A UK high court judge has ruled that Dutch salvage company Smit was not bound by a pre-agreed salvage contract when it assisted in refloating the Ever Given from the Suez Canal in 2021.
The ruling now opens the door for Smit to make a common law claim for its salvage services to the 20,388-teu Ever Given (built 2018) under the 1989 International Convention on Salvage.
The Ever Given grounded on 23 March 2021, blocking the canal for six days, in a saga which became frontpage news around the world.
The case hinged on whether a 26 March 2021 email exchange between claimant Smit and the defendant — Japanese owner of the Ever Given, Luster Maritime and Higaki Sangyo — represented a binding salvage contract between the parties.
Through the exchange, both sides agreed Smit would be paid based on SCOPIC rates with a refloatation bonus of 35% of the gross invoice value, and a 15% uplift on out-of-pocket expenses.
Justice Andrew Baker ruled that while the exchange was the basis of an agreement over the outline of the terms, it did not go as far as representing a commitment by both parties to be contractually bound.
“The references in those exchanges to agreement of, or mobilisation based on, remuneration terms of SCOPIC rates (plus 15% uplift on out of pockets), do not, in my view, convey unambiguously an intention to be bound there and then,” Justice Baker said in the ruling.
Subsequent correspondence between the parties made it clear that there were still some outstanding points, including Smit’s stated position that it wanted to finalise the agreed terms based on a 2010 Wreckhire contract.
However, the defendants had argued that there could be implications for the salvage industry over how emergency response salvage services are contracted if Smit were to be allowed to make a claim based on common law.
To make a common law claim under the Salvage Convention, the salvage company usually volunteers its services to the owner rather than enter into a contract.
Stann Marine lawyer Faz Peermohamed, who represented the Japanese owners, wrote to Smit’s legal representatives at law firm HFW over his concerns shortly after the Ever Given’s refloating on 31 March.
The correspondence was attached to the judge’s final ruling.

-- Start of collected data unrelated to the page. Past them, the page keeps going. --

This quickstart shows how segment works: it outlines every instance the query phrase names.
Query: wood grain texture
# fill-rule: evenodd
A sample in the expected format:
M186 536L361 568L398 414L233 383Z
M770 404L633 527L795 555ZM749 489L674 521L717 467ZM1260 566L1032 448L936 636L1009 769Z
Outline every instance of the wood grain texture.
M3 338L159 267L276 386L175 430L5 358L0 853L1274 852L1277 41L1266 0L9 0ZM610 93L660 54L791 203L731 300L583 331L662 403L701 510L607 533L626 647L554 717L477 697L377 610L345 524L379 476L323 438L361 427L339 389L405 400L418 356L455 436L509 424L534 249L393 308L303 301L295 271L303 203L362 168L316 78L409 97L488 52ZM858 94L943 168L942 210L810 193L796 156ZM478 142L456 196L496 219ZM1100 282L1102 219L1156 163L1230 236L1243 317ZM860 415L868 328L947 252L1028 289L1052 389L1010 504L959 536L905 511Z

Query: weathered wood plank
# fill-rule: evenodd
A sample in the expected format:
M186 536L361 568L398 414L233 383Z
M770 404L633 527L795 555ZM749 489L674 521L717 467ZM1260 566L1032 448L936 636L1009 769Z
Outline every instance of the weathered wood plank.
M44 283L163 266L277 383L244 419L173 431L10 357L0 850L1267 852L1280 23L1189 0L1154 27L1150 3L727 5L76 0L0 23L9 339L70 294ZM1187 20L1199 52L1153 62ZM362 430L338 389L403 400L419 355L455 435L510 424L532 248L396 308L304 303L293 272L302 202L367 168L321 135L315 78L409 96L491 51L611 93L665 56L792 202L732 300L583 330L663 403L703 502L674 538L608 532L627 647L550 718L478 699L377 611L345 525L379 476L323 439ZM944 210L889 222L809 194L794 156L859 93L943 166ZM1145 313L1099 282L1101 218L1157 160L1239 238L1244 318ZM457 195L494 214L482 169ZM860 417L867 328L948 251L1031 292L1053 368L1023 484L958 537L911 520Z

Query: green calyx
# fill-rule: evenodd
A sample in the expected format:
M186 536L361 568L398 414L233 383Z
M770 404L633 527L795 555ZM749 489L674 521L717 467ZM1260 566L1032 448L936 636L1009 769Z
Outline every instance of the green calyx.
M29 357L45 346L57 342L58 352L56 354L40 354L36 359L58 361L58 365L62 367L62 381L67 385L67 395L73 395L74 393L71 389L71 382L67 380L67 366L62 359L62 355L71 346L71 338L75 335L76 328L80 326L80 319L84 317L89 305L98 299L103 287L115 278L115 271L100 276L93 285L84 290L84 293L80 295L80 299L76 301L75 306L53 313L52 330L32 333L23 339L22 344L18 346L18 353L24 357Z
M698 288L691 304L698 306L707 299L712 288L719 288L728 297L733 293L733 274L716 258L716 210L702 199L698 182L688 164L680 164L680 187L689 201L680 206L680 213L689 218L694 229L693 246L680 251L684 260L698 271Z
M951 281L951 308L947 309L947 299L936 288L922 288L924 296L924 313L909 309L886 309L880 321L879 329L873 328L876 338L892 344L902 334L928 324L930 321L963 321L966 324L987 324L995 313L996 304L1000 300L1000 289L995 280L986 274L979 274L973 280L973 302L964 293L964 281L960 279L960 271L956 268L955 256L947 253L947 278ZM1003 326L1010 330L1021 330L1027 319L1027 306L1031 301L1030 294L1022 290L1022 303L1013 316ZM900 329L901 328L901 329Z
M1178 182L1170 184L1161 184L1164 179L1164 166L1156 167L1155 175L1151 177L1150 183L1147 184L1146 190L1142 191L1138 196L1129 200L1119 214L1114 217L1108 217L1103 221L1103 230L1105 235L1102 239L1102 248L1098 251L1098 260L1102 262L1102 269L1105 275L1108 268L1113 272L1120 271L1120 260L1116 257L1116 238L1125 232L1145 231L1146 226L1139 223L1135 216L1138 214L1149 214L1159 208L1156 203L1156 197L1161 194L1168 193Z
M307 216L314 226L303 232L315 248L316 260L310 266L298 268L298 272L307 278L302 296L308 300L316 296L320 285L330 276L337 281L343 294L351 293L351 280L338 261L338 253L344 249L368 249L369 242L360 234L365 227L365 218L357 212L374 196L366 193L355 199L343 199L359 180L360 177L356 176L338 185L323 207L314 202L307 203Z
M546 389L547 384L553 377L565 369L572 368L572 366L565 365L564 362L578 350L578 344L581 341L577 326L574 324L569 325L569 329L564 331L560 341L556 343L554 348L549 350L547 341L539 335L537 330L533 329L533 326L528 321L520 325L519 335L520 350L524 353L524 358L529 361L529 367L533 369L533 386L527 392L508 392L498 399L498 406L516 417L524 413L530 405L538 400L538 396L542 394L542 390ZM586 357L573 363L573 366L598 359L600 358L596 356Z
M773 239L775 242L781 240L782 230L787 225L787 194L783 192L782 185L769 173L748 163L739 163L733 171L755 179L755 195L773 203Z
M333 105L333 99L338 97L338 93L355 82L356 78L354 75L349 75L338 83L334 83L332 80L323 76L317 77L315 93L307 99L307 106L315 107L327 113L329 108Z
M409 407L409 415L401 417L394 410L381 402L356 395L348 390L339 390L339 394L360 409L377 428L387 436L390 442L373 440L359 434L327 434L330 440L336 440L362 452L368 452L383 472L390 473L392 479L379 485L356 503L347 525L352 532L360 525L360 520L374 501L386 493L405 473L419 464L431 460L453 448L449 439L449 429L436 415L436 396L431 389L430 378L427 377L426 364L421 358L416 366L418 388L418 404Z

“It would set a precedent that a salvor could agree preliminary terms with a shipowner and commence the provision of services on the basis of those terms, deliberately delay the finalisation of a commercial contract until the services had been completed and then make a common law salvage claim on the basis that no contract had been agreed. That cannot be correct, either legally or practically,” Peermohamed wrote.